If you’ve been near education conferences in the last year or so, the chances are that you’ve heard at least one of the two following propositions.
1) “Modularization is the Future”. People don’t need full degrees, they need knowledge in bite-size chunks, and they need it “on-demand”. That means that learning needs to come in tiny little bits, and certification for learning needs to come in tiny, bite-size pieces, too. This is partly what’s pushing the enthusiasm behind certain MOOCs and ideas like “Open badges”, but even within mainstream institutions, you’re seeing this as well. In the US, parts of the Michigan community college system are giving out “micro-credits” for as little as a two hours worth of classes.
2) “Learning Outcomes are the Future”. Part of the general movement for accountability in higher education is going to require institutions to describe expected student outcomes and figure out ways to credibly certify that students who have passed a given course of studies have in fact mastered the competencies and skills linked to those outcomes.
There’s something to both of these propositions. The problem is, they can’t both be right, because they contradict each other in one very fundamental way.
The whole point of the learning outcomes is to allow institutions to certify with some degree of precision what kind of knowledge and skills a person who has finished a particular program of studies has. That logic necessarily leads program design away from the frequently smorgasboard-buffet approach to course selection which is prevalent in arts and sciences in North America, and towards program with larger core curricula.

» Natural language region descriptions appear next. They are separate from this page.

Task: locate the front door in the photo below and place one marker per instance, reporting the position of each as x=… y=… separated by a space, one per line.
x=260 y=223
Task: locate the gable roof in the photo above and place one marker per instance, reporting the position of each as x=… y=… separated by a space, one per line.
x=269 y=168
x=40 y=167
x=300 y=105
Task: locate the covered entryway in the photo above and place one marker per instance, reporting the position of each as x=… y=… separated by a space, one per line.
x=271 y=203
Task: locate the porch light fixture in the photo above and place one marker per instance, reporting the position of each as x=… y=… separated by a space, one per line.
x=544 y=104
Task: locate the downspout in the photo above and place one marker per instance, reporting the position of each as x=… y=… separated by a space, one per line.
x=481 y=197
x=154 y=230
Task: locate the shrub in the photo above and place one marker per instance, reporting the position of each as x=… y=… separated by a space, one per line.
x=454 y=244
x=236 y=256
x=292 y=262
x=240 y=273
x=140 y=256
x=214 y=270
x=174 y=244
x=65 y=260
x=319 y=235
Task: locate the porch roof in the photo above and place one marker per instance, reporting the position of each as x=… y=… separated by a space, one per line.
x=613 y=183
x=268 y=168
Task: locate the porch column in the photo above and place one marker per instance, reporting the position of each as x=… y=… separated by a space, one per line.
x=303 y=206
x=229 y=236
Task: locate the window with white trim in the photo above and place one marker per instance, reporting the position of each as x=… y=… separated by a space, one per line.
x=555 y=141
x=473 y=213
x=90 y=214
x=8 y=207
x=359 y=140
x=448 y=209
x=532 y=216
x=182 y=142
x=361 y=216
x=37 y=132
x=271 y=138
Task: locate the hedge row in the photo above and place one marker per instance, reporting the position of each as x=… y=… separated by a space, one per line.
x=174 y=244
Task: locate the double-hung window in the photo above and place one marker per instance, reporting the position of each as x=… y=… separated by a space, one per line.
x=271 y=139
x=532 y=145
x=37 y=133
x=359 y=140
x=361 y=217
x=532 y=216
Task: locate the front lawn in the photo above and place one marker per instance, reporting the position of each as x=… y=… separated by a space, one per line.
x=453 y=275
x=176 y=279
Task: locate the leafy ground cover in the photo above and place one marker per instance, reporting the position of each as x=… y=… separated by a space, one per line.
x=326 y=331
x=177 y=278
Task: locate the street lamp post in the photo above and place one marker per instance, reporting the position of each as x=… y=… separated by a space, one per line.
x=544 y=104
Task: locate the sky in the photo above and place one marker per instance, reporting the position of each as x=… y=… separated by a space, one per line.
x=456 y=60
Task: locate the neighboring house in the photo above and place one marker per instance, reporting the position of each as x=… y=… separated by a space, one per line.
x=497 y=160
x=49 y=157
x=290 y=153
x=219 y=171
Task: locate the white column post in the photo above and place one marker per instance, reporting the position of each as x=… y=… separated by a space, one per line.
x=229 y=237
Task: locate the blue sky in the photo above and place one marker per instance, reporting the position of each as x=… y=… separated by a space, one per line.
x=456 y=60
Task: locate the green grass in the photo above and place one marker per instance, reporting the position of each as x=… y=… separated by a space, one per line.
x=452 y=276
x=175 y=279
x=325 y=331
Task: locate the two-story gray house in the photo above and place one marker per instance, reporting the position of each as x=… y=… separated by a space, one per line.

Basically, the more “core” courses there are, the more curriculum planners can be sure that particular skills and knowledge are being taught (and, presumably, learned as well). If learning outcomes are difficult to ensure with smorgasboard curriculum, they’re well-nigh impossible with a fully modularized one. The point of the modularization agenda is very much about making the credentials easier to obtain, and the explicit trade-off made is the coherence of the degree being offered.
To put this another way: the learning outcomes agenda is based on a human capital vision of higher education; the modularization agenda is very much about credentialism. The public policy rationale is probably stronger for the former, but there’s clearly a strong market rationale for the latter. Both are important, neither will trump the other.
Anyone who says either “the future is learning outcomes” or “the future is modularization” without offering any qualifications should be ignored. Different institutions with different missions serving different populations are – quite appropriately – going to favour different strategies. Grown-up, pluralistic education systems are capable of having trends moving in several directions at once.